View Woodknack's profile


13397 posts in 3157 days

#7 posted 07-20-2018 01:29 AM

The Unifence is patterned after European fences. It has a removable, somewhat L shaped fence.

Andy your fence is probably a Bies clone, if it works, you have no reason to change.

-- Rick M,

View TheFridge's profile


10859 posts in 2263 days

#8 posted 07-20-2018 01:32 AM

I put a unifence on my unisaws. I kinda miss having access to the right side of the fence as a stop block. I don’t use bolt on jigs either. I do like how it detaches and all it’s adjustments.

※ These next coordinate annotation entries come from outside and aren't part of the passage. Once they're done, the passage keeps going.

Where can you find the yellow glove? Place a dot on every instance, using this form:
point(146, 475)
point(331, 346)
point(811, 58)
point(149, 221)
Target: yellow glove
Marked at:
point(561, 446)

-- Shooting down the walls of heartache. Bang bang. I am. The warrior.

View enazle's profile


66 posts in 785 days

#9 posted 07-20-2018 02:07 AM

The company I worked for bought 15 Biesemeyer fence’s when they were first showed at a trade show in 1980. I think they were among the first sold. Some of those fences are still in service.

View hairy's profile


3075 posts in 4309 days

#10 posted 07-20-2018 07:14 PM

I had one for about 8 years. Now I have an Incra LS. One good feature of the Biesemeyer is moving the fence to either side of the blade.

-- Genghis Khan and his brother Don, couldn't keep on keeping on...

View MrRon's profile


5913 posts in 4020 days

#11 posted 07-20-2018 10:43 PM

I bought a Biesemeyer fence when it first came out (1980-81), the same time I bought my Jet cabinet saw. It has traveled from Ca to Ms and is as accurate today as the day it was new. I hear the new Biesemeyer’s are not as good as the original. The only problem with the fence is the way the sacrificial surface is made. When it needs to be replaced, you have to first remove the Formica surface with acetone; then remove the birch ply backing and then reverse the procedure. I don’t think a better fence has been produced.